Crystal structure analysis has identified three domains within the AIP1 protein: the N-terminal Bro1 domain (residues 1 to 358), the central V domain (residues 362 to 702), and the C-terminal proline-rich region (PRR) (residues 717 to 868) (50). To investigate which of these regions interacts with the Mopeia virus Z and NP proteins, we generated constructs encoding the AIP1 domains with a FLAG tag fused to their N termini (Fig. 5A). Each construct was coexpressed with plasmids expressing either Z or NP in 293T cells, and each domain was examined for its ability to coimmunoprecipitate with Z or NP. We found that both NP and Z pulled down the Bro1 domain but not the V or PRR domain, as shown in Fig. 5B and C, respectively, suggesting that the Bro1 domain of AIP1 is sufficient for the interaction with both viral proteins.

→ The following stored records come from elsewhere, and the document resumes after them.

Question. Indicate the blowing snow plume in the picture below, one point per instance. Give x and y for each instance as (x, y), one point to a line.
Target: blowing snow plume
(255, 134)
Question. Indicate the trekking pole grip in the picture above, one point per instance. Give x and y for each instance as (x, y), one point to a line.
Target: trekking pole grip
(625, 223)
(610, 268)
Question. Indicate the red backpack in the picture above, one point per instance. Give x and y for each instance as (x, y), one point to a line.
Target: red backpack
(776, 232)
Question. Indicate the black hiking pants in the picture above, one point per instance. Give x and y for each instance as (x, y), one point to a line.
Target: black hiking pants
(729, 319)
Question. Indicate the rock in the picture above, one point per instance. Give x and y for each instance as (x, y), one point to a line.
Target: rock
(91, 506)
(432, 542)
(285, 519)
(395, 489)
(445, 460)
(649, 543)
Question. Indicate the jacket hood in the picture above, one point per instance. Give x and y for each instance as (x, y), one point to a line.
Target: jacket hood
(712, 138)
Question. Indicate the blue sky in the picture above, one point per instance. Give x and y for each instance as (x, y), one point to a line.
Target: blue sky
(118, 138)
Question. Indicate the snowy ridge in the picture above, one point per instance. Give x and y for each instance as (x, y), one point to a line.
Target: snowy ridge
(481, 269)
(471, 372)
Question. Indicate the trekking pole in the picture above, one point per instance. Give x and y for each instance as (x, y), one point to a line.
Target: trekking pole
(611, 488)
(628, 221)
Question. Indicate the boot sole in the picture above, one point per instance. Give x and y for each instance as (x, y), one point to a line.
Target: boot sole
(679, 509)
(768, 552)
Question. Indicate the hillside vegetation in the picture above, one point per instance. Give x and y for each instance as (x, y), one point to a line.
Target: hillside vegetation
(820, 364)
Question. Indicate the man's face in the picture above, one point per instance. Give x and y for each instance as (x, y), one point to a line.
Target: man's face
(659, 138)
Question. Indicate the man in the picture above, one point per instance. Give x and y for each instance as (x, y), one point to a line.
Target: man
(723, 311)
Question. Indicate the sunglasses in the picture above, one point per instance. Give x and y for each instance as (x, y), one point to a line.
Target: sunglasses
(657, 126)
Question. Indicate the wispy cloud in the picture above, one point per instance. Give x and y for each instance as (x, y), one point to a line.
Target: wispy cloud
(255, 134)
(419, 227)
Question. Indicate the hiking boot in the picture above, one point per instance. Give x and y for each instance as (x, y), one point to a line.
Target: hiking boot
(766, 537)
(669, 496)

FIG. 5. — The Bro1 domain of AIP1 binds to Z and NP. (A) Schematic representation of wild-type AIP1 and the constructs encoding the AIP1 domains used in this study. The numbers indicate the positions of the domains within wild-type AIP1. Each construct was fused with a FLAG tag at its N terminus. Bro, Bro1 domain; V, “V” domain; PRR, proline-rich region. (B and C) pC-MopNP-HA (B) or pC-MopZ-HA (C) was cotransfected with pC-FLAG-AIP1_Bro, pC-FLAG-AIP1_V, or pC-FLAG-AIP1_PRR into 293T cells. After 48 h, proteins were precipitated with Dynabeads/anti-HA antibody complexes and analyzed by Western blotting with anti-HA and anti-FLAG antibodies.

Overexpression of the Bro1 domain facilitates the Z-NP interaction.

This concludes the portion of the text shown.